Jules Verne

Ned Land le comprit sans doute, car il ne me parla de rien. De mon côté, je ne fis aucune allusion à ses projets de fuite, car je ne voulais pas le pousser à quelque tentative qui eût infailliblement avorté.

Je me dédommageai facilement de ce retard par d'intéressantes études. Pendant ces deux journées des 11 et 12 avril, le _Nautilus_ ne quitta pas la surface de la mer, et son chalut lui ramena toute une pêche miraculeuse en zoophytes, en poissons et en reptiles.

Quelques zoophytes avaient été dragues par la chaîne des chaluts. C'étaient, pour la plupart, de belles phyctallines, appartenant à la famille des actinidiens. et entre autres espèces, le _phyctalis protexta_, originaire de cette partie de l'Océan, petit tronc cylindrique, agrémenté de lignes verticales et tacheté de points rouges que couronne un merveilleux épanouissement de tentacules. Quant aux mollusques, ils consistaient en produits que j'avais déjà observés, des turritelles, des olives-porphyres. à lignes régulièrement entrecroisées dont les taches rousses se relevaient vivement sur un fond de chair. des ptérocères fantaisistes, semblables à des scorpions pétrifiés, des hyales translucides, des argonautes, des seiches excellentes à manger, et certaines espèces de calmars, que les naturalistes de l'antiquité classaient parmi les poissons-volants, et qui servent principalement d'appât pour la pêche de la morue.

Des poissons de ces parages que je n'avais pas encore eu l'occasion d'étudier, je notai diverses espèces.
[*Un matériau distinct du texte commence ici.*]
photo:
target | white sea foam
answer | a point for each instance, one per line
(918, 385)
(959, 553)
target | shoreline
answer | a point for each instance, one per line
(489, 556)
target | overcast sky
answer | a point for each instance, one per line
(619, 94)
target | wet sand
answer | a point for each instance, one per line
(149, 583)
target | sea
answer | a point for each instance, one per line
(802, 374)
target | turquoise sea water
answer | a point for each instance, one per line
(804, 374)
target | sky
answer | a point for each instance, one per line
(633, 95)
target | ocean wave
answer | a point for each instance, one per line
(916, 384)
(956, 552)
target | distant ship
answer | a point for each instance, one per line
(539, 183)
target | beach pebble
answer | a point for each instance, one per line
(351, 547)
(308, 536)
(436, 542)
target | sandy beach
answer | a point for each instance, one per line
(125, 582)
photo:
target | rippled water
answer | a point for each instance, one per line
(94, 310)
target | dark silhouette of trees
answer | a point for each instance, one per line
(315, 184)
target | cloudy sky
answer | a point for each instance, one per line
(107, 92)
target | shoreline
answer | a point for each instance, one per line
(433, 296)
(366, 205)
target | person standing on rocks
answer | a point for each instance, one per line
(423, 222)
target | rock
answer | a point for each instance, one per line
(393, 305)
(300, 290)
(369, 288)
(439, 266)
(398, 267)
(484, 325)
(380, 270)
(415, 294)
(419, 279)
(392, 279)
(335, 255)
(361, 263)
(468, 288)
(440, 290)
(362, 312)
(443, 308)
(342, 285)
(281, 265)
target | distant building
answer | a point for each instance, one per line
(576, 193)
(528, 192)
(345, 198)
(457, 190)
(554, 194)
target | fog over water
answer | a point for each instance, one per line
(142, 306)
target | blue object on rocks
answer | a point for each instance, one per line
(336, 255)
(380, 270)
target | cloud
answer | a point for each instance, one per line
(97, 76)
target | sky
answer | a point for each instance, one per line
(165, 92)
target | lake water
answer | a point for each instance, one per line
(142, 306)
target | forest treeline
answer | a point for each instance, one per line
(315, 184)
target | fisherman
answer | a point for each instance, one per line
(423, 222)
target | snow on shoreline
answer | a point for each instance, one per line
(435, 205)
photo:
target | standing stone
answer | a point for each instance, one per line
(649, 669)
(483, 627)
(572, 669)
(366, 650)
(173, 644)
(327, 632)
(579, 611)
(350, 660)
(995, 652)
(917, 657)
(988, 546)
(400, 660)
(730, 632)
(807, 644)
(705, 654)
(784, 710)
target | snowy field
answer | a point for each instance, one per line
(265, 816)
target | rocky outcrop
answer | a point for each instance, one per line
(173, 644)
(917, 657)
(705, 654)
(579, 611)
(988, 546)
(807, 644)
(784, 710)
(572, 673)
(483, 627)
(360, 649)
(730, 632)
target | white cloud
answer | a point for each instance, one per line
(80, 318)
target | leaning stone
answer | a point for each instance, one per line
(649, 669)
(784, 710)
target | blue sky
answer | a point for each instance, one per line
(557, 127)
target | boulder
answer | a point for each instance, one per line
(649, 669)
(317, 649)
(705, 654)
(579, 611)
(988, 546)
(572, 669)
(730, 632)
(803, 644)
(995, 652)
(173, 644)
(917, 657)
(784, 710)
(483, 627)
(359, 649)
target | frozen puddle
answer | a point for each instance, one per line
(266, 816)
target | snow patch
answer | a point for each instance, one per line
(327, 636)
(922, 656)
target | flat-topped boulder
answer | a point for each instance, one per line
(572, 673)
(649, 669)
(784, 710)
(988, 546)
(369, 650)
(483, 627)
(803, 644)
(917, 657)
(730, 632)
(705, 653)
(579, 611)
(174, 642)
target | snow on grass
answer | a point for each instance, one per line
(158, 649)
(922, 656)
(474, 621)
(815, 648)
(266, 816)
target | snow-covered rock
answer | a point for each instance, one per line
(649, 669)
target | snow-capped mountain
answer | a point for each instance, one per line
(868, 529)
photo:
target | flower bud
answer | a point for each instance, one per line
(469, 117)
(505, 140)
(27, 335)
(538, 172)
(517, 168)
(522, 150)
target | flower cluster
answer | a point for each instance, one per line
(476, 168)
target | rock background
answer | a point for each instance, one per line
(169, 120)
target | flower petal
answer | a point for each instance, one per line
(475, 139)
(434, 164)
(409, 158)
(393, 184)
Parmi les cartilagineux : des pétromizons-pricka, sortes d'anguilles, longues de quinze pouces, tête verdâtre, nageoires violettes, dos gris bleuâtre, ventre brun argenté semé de taches vives, iris des yeux cerclé d'or, curieux animaux que le courant de l'Amazone avait dû entraîner jusqu'en mer, car ils habitent les eaux douces ; des raies tuberculées, à museau pointu, à queue longue et déliée, armées d'un long aiguillon dentelé ; de petits squales d'un mètre, gris et blanchâtres de peau, dont les dents, disposées sur plusieurs rangs, se recourbent en arrière. et qui sont vulgairement connus sous le nom de pantouffliers ; des lophies-vespertillions, sortes de triangles isocèles rougeâtres, d'un demi-mètre, auxquels les pectorales tiennent par des prolongations charnues qui leur donnent l'aspect de chauves-souris, mais que leur appendice corné, situé près des narines, a fait surnommer licornes de mer ; enfin quelques espèces de batistes, le curassavien dont les flancs pointillés brillent d'une éclatante couleur d'or, et le caprisque violet clair, à nuances chatoyantes comme la gorge d'un pigeon.

Je termine là cette nomenclature un peu sèche, mais très exacte, par la série des poissons osseux que j'observai : passans, appartenant au genre des apléronotes. dont le museau est très obtus et blanc de neige, le corps peint d'un beau noir, et qui sont munis d'une lanière charnue très longue et très déliée ; odontagnathes aiguillonnés, longues sardines de trois décimètres, resplendissant d'un vif éclat argenté ; scombres-guares, pourvus de deux nageoires anales ; centronotes-nègres, à teintes noires, que l'on pêche avec des brandons, longs poissons de deux mètres, à chair grasse, blanche, ferme, qui, frais, ont le goût de l'anguille, et secs, le goût du saumon fumé ; labres demi-rouges, revêtus d'écailles seulement à la base des nageoires dorsales et anales ; chrysoptères, sur lesquels l'or et l'argent mêlent leur éclat à ceux du rubis et de la topaze ; spares-queues-d'or, dont la chair est extrêmement délicate, et que leurs propriétés phosphorescentes trahissent au milieu des eaux ; spares-pobs, à langue fine, à teintes orange ; sciènes-coro à caudales d'or, acanthures-noirauds, anableps de Surinam, etc.

Cet « et coetera » ne saurait empêcher de citer encore un poisson dont Conseil se souviendra longtemps et pour cause.

Un de nos filets avait rapporté une sorte de raie très aplatie qui, la queue coupée, eût formé un disque parfait et qui pesait une vingtaine de kilogrammes. Elle était blanche en dessous, rougeâtre en dessus, avec de grandes taches rondes d'un bleu foncé et cerclées de noir, très lisse de peau, et terminée par une nageoire bilobée.